Solomonoff describes an incident at the meeting:
One day McCarthy gave a talk on “Well defined mathematical problems.” His thesis was that all mathematical problems could be formulated as problems of inverting Turing machines. [In other words, given a Turing machine and its output, find the input.]
McCarthy gave many examples to show how problems could be put into this form.
I asked him about the induction problem: “Suppose you are given a long sequence of symbols describing events in the real world. How can you extrapolate that sequence?”
Next day he said, “Suppose we were wandering about in an old house, and we suddenly opened a door to a room and in that room was a computer that was printing out your sequence. Eventually it came to the end of the sequence and was about to print the next symbol. Wouldn’t you bet that it would be correct?”
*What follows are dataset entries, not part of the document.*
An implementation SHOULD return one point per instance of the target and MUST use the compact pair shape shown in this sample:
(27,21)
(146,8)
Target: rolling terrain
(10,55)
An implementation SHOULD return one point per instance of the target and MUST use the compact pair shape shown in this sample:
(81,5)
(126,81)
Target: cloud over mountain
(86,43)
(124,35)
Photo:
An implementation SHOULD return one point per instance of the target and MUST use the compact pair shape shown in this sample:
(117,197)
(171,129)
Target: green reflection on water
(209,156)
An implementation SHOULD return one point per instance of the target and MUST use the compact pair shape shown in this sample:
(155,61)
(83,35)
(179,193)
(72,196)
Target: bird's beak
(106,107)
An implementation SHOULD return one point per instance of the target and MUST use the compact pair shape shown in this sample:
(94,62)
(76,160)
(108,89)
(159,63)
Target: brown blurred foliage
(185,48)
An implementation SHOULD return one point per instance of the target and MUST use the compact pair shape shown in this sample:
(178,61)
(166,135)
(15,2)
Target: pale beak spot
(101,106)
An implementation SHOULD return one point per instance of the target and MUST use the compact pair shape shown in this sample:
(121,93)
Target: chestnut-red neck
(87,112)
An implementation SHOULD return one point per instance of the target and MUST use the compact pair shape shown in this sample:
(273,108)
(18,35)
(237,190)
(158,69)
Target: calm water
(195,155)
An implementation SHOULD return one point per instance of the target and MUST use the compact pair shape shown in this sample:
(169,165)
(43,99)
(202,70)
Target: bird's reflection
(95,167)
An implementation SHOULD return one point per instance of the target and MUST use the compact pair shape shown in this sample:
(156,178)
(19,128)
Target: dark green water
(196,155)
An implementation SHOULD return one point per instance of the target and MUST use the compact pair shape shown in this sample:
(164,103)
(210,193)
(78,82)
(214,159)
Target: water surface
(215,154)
Suppose we are given a sequence to extrapolate. It would be nice if we could visit a very big house, which held all possible computers running every possible program, each printing out a sequence. Sooner or later we would find one that was printing our sequence.
This is where the nature of Turing machines comes in handy. Any Turing machine can be simulated by the same, universal, machine. Each machine can be described by a string of bits, its encoding for use in the universal machine. But a string of bits is also a number–so we can simply count through all possible Turing machines. Simulate each one, see if it matches the sequence you want to extrapolate, and take the first one to do so. This machine is the best theory of the information content in your sequence. (This concept was later rediscovered by the Russian mathematician Kolmogorov, and is commonly called Kolmogorov complexity today. But it Solomonoff did it first, with an inspiration from John McCarthy.)
This doesn’t work as it stands–Turing machines aren’t that well behaved. One might print out the first few symbols of your sequence, and then run and run without printing anything for a long long time. Is it stuck in an endless loop or will it eventually print the next correct symbol? But the notion gave Solomonoff enough traction on the problem to make some major strides in algorithmic information theory. These are now, 50 years later, becoming more and more clearly relevant to the problem of prediction in AI.
We can measure theories by their information entropy, for example. First, the theory itself can be expressed in bits, and its length measured (it can be a program that makes predictions, for example). Then, the value of its predictions can be measured in terms of the entropy of the states it predicts. We minimize both; minimizing the size of the theory is just Ockham’s Razor, and minimizing the prediction entropy is a measure of how accurate it is.
(Latter-day researchers taking this approach include Marcus Hutter, Universal Artificial Intelligence, and Eric Baum, What is Thought?)
I had been looking forward to meeting Ray again at AGI10. The world is a poorer place for his loss.